Based on you comment that someone has to "hold tension on the receiving end and apply pressure to the top of the
anchor housing", I would suspect the problem is as stated in "b". Assuming you have a Simpson-Lawrence of some
brand, the rope/chain gipsy is made of hardened plastic. The teeth should be semi-pyramidal with squared off ends.
When the points become rounded off, the line slides more than getting gripped. When you apply tension to the receiving end,
you are pulling the line tighter into the teeth so it gets gripped. Also, the control arm (that is the little
spring loader lever that rides on top of the line and presses the line into the gipsy) may have a weak spring.
I have replaced my gipsy twice just from wear.

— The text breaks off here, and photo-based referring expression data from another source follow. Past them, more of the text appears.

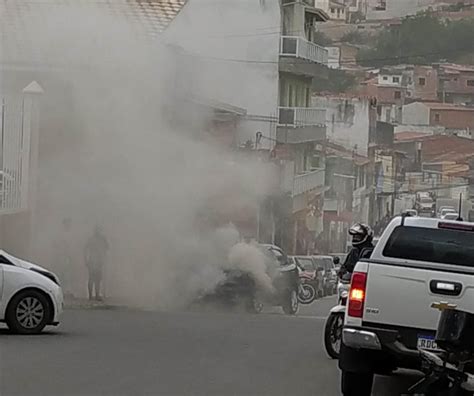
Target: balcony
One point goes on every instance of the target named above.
(301, 125)
(308, 181)
(298, 47)
(301, 116)
(304, 182)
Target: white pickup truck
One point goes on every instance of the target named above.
(417, 262)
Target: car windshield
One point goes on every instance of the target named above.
(451, 216)
(438, 245)
(306, 263)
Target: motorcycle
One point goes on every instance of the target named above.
(307, 292)
(335, 320)
(447, 372)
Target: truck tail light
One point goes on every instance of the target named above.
(357, 294)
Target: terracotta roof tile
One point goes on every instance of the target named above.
(410, 135)
(147, 18)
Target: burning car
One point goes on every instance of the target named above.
(258, 275)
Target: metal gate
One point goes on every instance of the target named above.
(15, 148)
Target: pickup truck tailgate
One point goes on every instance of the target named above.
(402, 296)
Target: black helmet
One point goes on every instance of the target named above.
(361, 233)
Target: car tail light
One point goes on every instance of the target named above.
(357, 294)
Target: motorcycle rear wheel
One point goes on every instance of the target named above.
(333, 334)
(307, 294)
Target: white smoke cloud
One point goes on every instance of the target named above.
(113, 159)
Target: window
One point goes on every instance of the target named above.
(4, 260)
(305, 263)
(290, 96)
(435, 245)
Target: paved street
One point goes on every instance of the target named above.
(109, 352)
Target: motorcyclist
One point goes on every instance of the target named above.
(362, 236)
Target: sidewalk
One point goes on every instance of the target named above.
(71, 302)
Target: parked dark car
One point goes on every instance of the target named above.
(311, 278)
(326, 265)
(241, 287)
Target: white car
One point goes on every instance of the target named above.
(30, 295)
(450, 216)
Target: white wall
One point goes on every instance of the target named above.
(387, 79)
(237, 43)
(334, 57)
(322, 4)
(416, 114)
(351, 131)
(396, 8)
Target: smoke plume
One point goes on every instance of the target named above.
(110, 156)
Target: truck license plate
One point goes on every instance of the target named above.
(428, 343)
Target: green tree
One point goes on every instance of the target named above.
(420, 39)
(322, 39)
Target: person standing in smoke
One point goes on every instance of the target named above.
(63, 262)
(95, 256)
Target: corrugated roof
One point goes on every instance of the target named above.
(446, 106)
(341, 151)
(456, 68)
(20, 18)
(443, 147)
(410, 135)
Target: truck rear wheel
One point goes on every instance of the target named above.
(356, 384)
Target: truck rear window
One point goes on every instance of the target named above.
(435, 245)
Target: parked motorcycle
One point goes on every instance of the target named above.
(335, 321)
(450, 371)
(307, 292)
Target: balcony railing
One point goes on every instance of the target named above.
(308, 181)
(301, 116)
(298, 47)
(307, 2)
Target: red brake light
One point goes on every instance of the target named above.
(456, 226)
(357, 294)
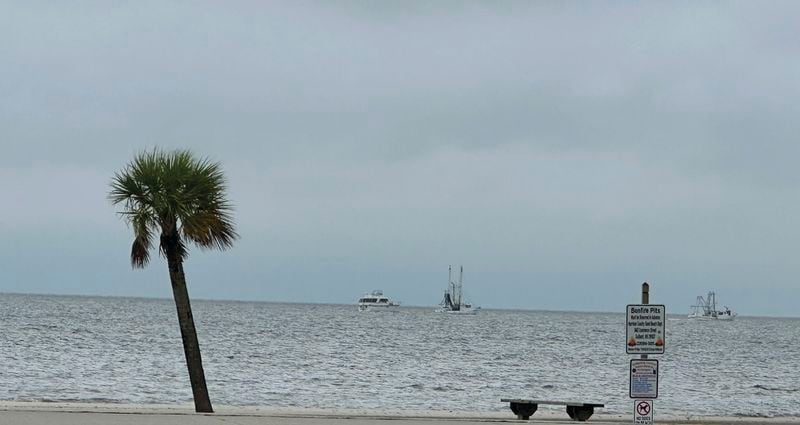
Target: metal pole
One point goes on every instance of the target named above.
(645, 300)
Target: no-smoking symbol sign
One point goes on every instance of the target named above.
(643, 412)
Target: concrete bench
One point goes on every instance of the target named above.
(576, 410)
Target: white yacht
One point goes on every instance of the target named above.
(376, 301)
(454, 301)
(706, 308)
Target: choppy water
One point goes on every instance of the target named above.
(331, 356)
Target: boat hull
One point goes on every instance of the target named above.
(378, 308)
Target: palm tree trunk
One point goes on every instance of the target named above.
(191, 348)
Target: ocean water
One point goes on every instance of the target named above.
(116, 350)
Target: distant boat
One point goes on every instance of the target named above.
(376, 301)
(706, 308)
(454, 301)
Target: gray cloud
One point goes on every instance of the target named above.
(546, 145)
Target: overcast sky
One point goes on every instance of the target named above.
(563, 152)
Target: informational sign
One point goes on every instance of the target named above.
(643, 412)
(645, 329)
(644, 378)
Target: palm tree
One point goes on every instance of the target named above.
(181, 199)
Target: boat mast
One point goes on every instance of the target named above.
(460, 285)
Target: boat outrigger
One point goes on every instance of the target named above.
(454, 301)
(706, 308)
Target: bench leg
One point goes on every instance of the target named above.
(582, 413)
(524, 411)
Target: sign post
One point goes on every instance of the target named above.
(645, 334)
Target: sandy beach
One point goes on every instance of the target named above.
(37, 413)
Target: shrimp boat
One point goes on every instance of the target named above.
(454, 301)
(376, 301)
(706, 308)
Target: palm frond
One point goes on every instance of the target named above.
(180, 196)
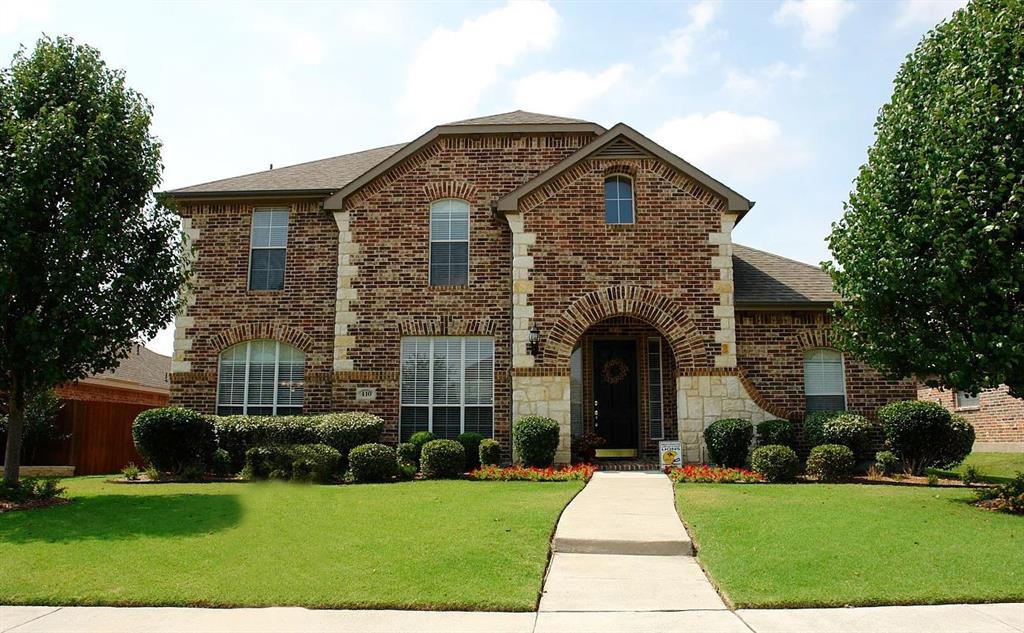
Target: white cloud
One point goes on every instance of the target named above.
(453, 69)
(15, 13)
(681, 43)
(734, 149)
(565, 92)
(758, 82)
(926, 12)
(819, 19)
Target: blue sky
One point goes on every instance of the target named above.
(775, 98)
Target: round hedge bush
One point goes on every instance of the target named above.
(925, 434)
(536, 439)
(729, 440)
(491, 453)
(471, 442)
(776, 432)
(776, 462)
(175, 439)
(442, 459)
(370, 463)
(830, 462)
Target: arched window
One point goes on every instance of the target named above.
(619, 200)
(260, 378)
(449, 243)
(824, 382)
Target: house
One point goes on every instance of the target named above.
(997, 417)
(499, 267)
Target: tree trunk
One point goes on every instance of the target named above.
(15, 429)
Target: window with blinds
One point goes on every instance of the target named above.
(655, 406)
(448, 386)
(824, 382)
(260, 378)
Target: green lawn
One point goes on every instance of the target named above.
(998, 466)
(471, 545)
(821, 545)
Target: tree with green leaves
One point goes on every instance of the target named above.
(930, 250)
(89, 261)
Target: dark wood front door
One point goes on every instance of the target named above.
(615, 411)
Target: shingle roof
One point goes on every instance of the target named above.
(142, 367)
(518, 117)
(765, 279)
(326, 174)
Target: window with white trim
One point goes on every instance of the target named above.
(619, 200)
(449, 243)
(654, 394)
(268, 245)
(824, 381)
(448, 386)
(261, 378)
(966, 399)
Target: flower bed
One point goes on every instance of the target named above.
(579, 472)
(713, 474)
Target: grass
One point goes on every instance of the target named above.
(466, 545)
(996, 467)
(822, 545)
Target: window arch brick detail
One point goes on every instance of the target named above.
(266, 331)
(643, 303)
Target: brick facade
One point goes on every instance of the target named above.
(356, 282)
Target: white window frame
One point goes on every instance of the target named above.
(468, 241)
(633, 198)
(276, 378)
(660, 386)
(962, 395)
(842, 360)
(253, 248)
(462, 382)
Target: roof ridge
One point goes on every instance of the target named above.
(253, 173)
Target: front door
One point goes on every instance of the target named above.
(615, 411)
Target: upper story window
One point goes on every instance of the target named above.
(966, 399)
(619, 200)
(261, 378)
(824, 381)
(267, 247)
(449, 243)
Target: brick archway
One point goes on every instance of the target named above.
(642, 303)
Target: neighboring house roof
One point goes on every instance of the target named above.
(617, 133)
(324, 176)
(766, 280)
(142, 368)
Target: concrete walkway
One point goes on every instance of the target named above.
(622, 562)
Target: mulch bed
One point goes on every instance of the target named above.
(35, 504)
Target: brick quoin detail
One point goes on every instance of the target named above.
(641, 303)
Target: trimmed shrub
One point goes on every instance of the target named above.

Simpson-Lawrence is a foreign (UK) manufacturer. That is close to being Canadian.
Here is the USA supplier of S/L products, per Grady White. I have ordered repair parts for my Horizon 400. If your
problem turns out to be a worn rope/chain gipsy, order 2 and keep the spare and Allen wrenches in your boat toolbox.

http://www.rigginghydraulics.com/
They have parts lists by model number on their webpage. The change out is not difficult, just precise.

CAUTION: Having any body parts around the moving parts of the windlass while in operation is dangerous.
Think tree limb chipper or fan belt and pulley. I just had to give the caution, not trying to be insulting.